Among patients who underwent chronic total occlusion PCI, those with prior CABG had worse outcomes including higher rates of in-hospital morality, MI and coronary perforation compared with those without prior CABG, according to findings from a meta-analysis on the program at the American College of Cardiology Scientific Session.

These findings were also published in JACC: Cardiovascular Interventions.

“Prior CABG patients who require CTO PCI are more likely to be complex and require advanced techniques such as the retrograde approach for successful recanalization,” Emmanouil S. Brilakis, MD, PhD, FSCAI, director of the Center for Complex Coronary Interventions at Minneapolis Heart Institute, told Healio. “Such procedures may be best done by experienced operators and centers.”

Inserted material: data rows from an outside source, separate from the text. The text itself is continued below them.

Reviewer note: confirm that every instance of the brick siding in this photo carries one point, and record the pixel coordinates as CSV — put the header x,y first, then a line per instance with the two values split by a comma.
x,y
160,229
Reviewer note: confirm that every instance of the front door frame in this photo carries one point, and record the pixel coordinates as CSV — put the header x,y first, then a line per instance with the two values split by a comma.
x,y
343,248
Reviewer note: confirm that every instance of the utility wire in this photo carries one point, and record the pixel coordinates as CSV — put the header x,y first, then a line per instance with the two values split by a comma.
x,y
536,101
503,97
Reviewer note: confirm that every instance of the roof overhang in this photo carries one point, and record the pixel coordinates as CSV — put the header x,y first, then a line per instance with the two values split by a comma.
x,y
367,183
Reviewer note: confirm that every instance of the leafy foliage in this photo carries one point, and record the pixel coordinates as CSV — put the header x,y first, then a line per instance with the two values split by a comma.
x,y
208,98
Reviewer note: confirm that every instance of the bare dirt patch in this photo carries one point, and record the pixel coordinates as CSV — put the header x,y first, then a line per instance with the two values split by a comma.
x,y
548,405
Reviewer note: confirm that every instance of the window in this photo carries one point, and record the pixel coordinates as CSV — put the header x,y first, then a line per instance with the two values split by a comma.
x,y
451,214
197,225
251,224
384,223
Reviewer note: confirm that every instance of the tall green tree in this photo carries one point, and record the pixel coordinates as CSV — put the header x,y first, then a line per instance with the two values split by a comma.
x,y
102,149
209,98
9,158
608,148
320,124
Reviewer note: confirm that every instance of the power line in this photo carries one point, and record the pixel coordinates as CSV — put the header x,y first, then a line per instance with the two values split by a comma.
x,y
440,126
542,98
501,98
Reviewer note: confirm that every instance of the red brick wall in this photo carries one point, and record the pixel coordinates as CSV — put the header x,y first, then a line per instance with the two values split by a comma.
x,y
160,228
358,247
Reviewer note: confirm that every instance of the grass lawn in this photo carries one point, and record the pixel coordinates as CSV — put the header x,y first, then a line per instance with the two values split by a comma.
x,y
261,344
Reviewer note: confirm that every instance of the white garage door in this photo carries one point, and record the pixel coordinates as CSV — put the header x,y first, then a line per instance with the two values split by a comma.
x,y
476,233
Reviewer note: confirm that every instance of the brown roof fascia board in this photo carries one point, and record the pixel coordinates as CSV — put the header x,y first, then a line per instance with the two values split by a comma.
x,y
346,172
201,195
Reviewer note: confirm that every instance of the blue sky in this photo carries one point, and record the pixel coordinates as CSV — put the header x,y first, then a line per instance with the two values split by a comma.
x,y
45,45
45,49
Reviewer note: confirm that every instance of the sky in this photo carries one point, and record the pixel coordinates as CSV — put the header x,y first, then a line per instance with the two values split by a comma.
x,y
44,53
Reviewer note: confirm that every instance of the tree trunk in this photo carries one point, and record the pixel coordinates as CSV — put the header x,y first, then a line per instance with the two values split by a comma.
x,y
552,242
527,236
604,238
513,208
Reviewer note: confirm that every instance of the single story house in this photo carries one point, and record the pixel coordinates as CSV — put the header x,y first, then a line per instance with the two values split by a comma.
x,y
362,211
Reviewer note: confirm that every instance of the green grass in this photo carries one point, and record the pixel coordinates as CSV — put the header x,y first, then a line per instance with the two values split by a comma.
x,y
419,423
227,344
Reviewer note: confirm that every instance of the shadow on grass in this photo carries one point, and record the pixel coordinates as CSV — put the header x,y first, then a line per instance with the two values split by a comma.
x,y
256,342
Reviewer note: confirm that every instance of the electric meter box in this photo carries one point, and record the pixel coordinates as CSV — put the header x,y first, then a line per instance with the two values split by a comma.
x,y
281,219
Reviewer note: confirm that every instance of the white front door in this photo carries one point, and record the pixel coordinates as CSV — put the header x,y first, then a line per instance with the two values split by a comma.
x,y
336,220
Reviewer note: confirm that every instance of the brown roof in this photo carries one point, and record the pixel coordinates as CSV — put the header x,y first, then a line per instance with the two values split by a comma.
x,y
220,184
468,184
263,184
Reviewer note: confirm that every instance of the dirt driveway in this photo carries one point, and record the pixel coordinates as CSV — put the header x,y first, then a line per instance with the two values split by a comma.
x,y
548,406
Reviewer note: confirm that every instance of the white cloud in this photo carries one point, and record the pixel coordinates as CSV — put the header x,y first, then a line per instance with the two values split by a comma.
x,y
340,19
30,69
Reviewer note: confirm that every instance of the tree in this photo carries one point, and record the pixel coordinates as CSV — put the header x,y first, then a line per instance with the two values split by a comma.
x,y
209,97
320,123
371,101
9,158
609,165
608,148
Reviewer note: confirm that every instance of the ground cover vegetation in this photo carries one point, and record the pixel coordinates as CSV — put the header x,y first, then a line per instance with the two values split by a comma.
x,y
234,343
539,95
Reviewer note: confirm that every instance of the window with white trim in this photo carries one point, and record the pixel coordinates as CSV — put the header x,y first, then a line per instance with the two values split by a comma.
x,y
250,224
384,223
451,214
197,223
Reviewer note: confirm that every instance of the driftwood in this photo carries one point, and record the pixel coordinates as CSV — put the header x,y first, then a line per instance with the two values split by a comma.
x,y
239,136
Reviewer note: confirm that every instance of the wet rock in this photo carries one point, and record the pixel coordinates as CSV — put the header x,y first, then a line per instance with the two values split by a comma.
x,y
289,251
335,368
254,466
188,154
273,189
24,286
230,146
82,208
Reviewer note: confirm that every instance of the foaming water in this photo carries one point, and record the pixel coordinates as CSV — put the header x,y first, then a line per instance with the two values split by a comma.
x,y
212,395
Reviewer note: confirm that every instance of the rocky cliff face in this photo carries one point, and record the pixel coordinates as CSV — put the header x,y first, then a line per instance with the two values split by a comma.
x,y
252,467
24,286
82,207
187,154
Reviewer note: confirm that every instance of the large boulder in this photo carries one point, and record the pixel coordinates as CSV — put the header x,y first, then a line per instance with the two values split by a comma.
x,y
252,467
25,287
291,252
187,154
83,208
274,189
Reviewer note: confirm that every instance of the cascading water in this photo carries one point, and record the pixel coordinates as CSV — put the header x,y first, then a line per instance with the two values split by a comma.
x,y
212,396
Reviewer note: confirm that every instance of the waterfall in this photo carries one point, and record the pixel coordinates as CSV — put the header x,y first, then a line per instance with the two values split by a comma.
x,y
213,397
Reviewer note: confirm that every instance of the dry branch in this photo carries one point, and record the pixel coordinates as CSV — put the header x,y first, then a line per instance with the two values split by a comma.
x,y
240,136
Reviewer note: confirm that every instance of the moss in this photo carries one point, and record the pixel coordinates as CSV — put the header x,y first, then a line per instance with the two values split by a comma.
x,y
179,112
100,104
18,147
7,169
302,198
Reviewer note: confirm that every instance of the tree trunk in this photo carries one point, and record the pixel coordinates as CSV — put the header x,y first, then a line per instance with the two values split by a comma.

Data from observational studies

Michael Megaly, MD, MS, cardiology fellow at Minneapolis Heart Institute, and colleagues analyzed data from 8,131 patients from four observational studies that compared in-hospital outcomes after CTO PCI in patients with or without prior CABG. Of these patients, 2,163 patients had prior CABG (mean age, 68 years) and 5,968 did not previously undergo the surgery (mean age, 64 years).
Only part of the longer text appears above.